The versatility of hemp cannot be understated, as it can be used in the creation of such a wide variety of materials. These include paper, clothing, housing, fuel, and food. Henry Ford even utilized hemp-plastic and hemp fuel to power his first automobiles. So it should come as no surprise that researchers have also demonstrated how hemp fiber can be used to create batteries.
Household batteries work by saving a stored charge within their fibers. This gives them the ability to parcel out energy over time. However, it takes a long time for them to charge up.

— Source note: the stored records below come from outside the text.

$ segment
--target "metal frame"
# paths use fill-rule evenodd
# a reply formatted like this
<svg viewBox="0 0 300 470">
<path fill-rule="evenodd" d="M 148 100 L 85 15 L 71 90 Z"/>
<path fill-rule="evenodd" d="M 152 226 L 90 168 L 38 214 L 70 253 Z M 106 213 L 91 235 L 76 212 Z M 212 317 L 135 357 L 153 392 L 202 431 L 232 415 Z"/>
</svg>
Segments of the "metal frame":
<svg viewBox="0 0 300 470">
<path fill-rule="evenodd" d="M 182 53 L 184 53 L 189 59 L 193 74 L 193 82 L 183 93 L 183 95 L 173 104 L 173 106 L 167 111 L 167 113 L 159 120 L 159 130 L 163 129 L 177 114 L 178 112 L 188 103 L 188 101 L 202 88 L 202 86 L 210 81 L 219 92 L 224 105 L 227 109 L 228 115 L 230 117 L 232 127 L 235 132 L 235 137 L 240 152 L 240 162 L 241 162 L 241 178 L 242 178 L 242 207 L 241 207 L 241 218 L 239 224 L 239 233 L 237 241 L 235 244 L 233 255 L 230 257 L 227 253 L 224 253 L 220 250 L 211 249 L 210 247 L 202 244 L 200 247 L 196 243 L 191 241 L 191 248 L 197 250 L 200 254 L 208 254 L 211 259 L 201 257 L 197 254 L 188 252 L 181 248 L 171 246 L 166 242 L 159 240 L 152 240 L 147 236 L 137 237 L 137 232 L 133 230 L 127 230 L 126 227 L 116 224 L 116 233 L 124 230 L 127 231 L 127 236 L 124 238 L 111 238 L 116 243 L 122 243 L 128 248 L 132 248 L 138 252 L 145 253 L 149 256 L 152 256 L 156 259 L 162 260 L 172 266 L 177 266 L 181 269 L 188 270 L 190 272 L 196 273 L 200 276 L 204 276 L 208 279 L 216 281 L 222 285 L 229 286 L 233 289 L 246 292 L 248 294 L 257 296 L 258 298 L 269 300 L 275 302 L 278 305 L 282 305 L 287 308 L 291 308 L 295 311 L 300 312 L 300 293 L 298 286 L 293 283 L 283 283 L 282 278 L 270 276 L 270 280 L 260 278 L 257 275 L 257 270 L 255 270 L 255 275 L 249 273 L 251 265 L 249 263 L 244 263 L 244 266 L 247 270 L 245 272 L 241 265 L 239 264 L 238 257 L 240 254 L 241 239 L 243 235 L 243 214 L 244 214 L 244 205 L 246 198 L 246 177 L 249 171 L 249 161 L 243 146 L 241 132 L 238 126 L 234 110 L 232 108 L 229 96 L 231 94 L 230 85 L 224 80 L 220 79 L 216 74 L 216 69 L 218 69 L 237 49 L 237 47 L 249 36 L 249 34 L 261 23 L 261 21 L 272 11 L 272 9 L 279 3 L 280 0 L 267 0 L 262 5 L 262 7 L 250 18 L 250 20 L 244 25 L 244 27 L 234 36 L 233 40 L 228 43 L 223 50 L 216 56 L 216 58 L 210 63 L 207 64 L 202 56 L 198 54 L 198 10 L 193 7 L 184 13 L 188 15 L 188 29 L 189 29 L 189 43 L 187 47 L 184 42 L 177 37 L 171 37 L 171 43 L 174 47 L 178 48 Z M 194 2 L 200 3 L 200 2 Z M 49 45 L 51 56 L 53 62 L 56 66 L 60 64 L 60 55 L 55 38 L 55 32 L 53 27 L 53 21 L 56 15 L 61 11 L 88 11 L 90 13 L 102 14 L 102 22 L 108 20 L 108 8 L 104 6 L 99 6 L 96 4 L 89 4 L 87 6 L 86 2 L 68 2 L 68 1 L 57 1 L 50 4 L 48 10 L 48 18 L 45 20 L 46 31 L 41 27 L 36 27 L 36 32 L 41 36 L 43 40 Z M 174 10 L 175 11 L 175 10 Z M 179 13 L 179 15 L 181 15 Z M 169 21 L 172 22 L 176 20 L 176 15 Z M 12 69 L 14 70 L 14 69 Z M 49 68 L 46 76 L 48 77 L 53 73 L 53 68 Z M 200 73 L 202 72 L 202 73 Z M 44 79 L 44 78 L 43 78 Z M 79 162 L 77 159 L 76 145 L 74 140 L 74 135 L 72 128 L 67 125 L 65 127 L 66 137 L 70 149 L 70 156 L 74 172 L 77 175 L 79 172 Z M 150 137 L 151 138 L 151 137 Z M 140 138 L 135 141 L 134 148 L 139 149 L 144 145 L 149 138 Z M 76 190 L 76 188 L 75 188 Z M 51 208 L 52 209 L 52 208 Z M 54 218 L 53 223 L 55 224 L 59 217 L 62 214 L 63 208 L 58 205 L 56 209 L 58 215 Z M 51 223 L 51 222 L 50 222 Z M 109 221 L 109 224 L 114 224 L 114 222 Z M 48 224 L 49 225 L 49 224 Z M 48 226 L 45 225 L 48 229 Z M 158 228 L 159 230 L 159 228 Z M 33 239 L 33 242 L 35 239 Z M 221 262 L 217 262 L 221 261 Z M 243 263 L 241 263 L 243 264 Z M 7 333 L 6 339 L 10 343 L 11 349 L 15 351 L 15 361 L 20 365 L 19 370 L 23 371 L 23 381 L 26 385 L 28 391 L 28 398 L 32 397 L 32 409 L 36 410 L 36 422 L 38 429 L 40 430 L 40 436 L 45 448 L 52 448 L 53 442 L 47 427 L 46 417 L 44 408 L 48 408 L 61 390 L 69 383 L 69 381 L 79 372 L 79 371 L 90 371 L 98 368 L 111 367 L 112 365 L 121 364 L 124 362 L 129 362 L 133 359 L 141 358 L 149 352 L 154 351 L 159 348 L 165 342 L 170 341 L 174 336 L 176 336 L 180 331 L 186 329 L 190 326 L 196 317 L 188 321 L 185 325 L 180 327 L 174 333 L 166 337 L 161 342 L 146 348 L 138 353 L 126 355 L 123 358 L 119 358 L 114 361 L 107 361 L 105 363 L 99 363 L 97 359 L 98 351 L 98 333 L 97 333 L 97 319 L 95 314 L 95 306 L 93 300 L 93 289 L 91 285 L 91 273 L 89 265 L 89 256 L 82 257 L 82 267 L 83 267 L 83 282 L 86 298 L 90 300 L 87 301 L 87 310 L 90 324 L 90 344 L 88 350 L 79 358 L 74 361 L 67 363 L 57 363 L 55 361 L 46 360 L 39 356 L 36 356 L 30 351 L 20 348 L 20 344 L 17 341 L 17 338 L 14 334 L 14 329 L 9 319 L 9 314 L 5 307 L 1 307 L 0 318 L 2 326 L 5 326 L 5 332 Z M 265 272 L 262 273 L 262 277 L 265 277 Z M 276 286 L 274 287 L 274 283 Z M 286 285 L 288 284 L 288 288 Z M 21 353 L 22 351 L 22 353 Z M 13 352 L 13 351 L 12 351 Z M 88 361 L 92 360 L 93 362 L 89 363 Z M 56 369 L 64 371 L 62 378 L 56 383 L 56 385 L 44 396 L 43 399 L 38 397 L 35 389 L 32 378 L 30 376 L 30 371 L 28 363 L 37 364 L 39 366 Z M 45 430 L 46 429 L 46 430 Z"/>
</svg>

By contrast, supercapacitors can dole out electricity immediately, but in much smaller increments. This is why electric cars use supercapacitors, because it enables their ability to come to fast stops and starts.
Most supercapacitors use a substance called graphene to store electricity. It is a type of carbon that is well suited for electrical conductivity because it is incredibly strong, yet extremely light. Graphene is used in lithium-ion batteries, which can be found in cell phones as well as many other rechargeable devices. Unfortunately, it is also very expensive, which in turn has led to the exploration of cheaper alternatives.
In 2004, a group of scientists decided to study the use of leftover hemp fibers to create supercapacitors. It was discovered that by studying the Volts by Amps curve, the hemp cell had a value of 31 while the lithium cell had a value of 4. This means that hemp is much better at storing electricity than graphene. The best part is that the hemp fiber that was used is typically considered waste and thrown, so it is incredibly less expensive and easier to source than graphene.
So why aren’t we using hemp fiber to create batteries? The hemp fiber experiments were done on a small scale, so they still require further peer-reviewed studies in order to back up the evidence.
Unforuntely, hemp also has a long history of discrimination. Not only is it incredibly versatile, but it is a natural material that is easy to produce. This puts it in direct competition with many different industries.
In the last century, these various industries were eventually successful in their campaign to completely prohibit the cultivation of hemp in the United States. This injustice has only recently been rectified with the passing of the 2018 Farm Bill, which repealed many of the federal restrictions against growing industrial hemp.
It is hopeful that the next decade will mark an exponential growth in hemp derived product as we rediscover the amazing versatility of its properties.